I can’t tell Korn from Tool from Disturbed.
Also, in the early 2000s there were a bunch of teenybop-boy band-punk acts that all sounded exactly alike. And I can’t remember a single one of them.
As a Tool fan, that hurts.
I wouldn’t call them crappy and they don’t have numbers, but can I add The Wallflowers and The Gin Blossoms to your excellent list?
Foreigner, Journey, and REO Speedwagon (and to a lesser extent, Kansas) might as well be the same band. I listen to classic rock stations, and all three have songs that regularly pop up in my daily soundscape, but I could not tell you who sings what songs or what the differences are. For a long time, I honestly didn’t even know that Foreigner and Journey were different bands.
I think Kansas and Boston are the same band.
All the yound dudes is by Mott the Hoople.
For years I just assumed it was by David Bowie. He did pen the song so maybe that is why.
Wow, really? Their respective singers sound nothing like each other (Foreigner’s Lou Gramm: raspy-voiced, similar to Bob Seger; Journey’s Steve Perry: clear-voiced tenor crooner; REO’s Kevin Cronin: no rasp, extreme enunciation, somewhat nasal). The three bands had distinctly different styles as well (Foreigner was straight up hard rock, REO Speedwagon was guitar- & piano-driven party rock, and Journey was more jazz-influenced rock. Of course, MTV turned all three into power ballad bands (and thus ruined them all), so if all you’ve heard is their MTV-era stuff, I can sort of understand your confusion.
My contributions:
I thought Van Morrison’s Brown-Eyed Girl was by the Rolling Stones.
I still don’t know who sang Eighteen, but I also thought that was the Rolling Stones.

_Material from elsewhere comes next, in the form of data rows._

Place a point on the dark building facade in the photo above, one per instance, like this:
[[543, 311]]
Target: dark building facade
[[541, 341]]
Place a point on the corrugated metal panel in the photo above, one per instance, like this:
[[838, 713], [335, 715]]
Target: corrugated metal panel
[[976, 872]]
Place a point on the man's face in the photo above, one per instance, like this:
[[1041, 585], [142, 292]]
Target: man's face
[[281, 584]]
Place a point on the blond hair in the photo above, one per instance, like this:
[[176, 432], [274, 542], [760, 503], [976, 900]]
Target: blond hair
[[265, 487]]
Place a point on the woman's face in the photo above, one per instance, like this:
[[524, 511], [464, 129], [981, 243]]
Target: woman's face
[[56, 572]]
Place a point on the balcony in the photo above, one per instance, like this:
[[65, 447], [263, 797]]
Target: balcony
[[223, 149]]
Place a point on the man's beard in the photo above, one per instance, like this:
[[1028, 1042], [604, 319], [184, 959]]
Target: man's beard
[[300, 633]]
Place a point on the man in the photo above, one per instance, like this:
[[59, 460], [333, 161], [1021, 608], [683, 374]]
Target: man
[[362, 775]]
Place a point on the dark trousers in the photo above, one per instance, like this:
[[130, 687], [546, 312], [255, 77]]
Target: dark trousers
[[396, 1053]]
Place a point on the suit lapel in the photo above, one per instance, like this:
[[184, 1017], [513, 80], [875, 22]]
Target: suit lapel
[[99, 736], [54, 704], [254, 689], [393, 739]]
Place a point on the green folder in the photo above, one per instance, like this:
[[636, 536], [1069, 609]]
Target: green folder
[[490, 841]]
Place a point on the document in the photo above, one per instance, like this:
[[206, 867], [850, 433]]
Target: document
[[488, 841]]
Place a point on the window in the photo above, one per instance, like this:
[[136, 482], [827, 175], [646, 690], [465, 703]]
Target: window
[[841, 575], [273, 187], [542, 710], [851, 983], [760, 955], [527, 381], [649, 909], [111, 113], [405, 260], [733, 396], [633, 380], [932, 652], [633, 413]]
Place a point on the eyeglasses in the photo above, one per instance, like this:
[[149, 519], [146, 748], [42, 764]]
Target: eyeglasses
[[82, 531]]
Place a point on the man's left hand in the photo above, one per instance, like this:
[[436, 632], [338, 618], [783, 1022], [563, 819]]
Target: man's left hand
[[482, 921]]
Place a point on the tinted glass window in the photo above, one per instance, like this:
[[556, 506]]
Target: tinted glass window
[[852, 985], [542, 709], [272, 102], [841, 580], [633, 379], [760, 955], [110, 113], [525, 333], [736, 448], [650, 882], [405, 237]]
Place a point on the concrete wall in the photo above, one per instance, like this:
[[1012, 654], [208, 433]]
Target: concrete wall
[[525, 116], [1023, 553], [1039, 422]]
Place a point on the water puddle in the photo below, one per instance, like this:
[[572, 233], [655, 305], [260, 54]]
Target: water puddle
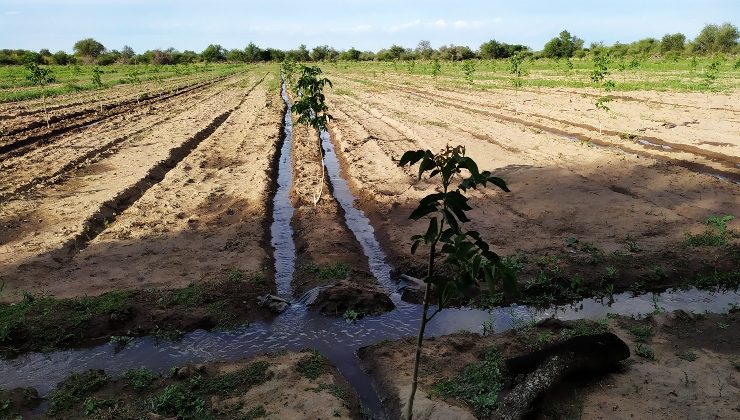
[[337, 340], [355, 219], [281, 231]]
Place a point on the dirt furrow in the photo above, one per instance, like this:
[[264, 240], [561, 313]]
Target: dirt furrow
[[206, 220], [560, 188], [47, 164], [17, 142], [41, 229]]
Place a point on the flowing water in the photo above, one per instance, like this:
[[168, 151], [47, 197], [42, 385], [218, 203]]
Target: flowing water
[[299, 328], [282, 213]]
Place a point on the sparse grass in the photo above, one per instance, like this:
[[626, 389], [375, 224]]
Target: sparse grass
[[336, 271], [478, 385], [644, 351], [75, 389], [140, 379], [312, 365], [641, 333]]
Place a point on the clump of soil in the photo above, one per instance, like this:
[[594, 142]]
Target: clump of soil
[[679, 362], [286, 385], [346, 295]]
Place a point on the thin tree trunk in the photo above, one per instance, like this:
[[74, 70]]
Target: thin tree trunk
[[420, 338]]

Van Morrison sounds awfully like Mick Jagger in many of his early records. It was especially noticeable when he was the lead singer for Them. However, I don’t think it was so much Morrison trying to imitate Jagger as it was both Morrison and Jagger trying to imitate Howlin’ Wolf.
Wow. I don’t think I’ve ever heard anyone say they confused Maroon 5 (basically a boy band that plays their own instruments) with Three Days Grace (a hard rock band that frequently screams their lyrics).
For years, I thought of “Peace of Mind” by Boston as “that song by Kansas whose title momentarily escapes me.” Finally, I got around to Googling a snippet of the lyrics and found out whose song it is.
Nickelback and Puddle of Mudd are almost indistinguishable to me. I get Great White and Skid Row mixed up all the time, too. There was also an obscure one-hit-wonder in the 80s called Giuffria which I thought was Triumph.
Can’t agree with this. Blink & Sum 41, perhaps. Shouty, three-chord power punk-pop.
Eve 6, Matchbox 20, 3EB - a little emo-y, college/alt rocky with catchy lyrics.
7M3 - I think they’re a little grunge-y, when I first heard them I thought it was Pearl Jam. They might match better with Creed.
3DG - dunno about them.
3DD - might fit in the category with Eve 6 et al.
Wallflowers and Gin Blossoms are similar, and it pains me to include a band that I absolutely hate in this number, but prolly also Counting Crows. But they are a little different than the bands listed here, methinks.
To clarify, it isn’t the band’s styles that sound alike, although some of them do. It’s the fact that their names all have numbers in the title. I couldn’t keep them straight then and I still can’t now.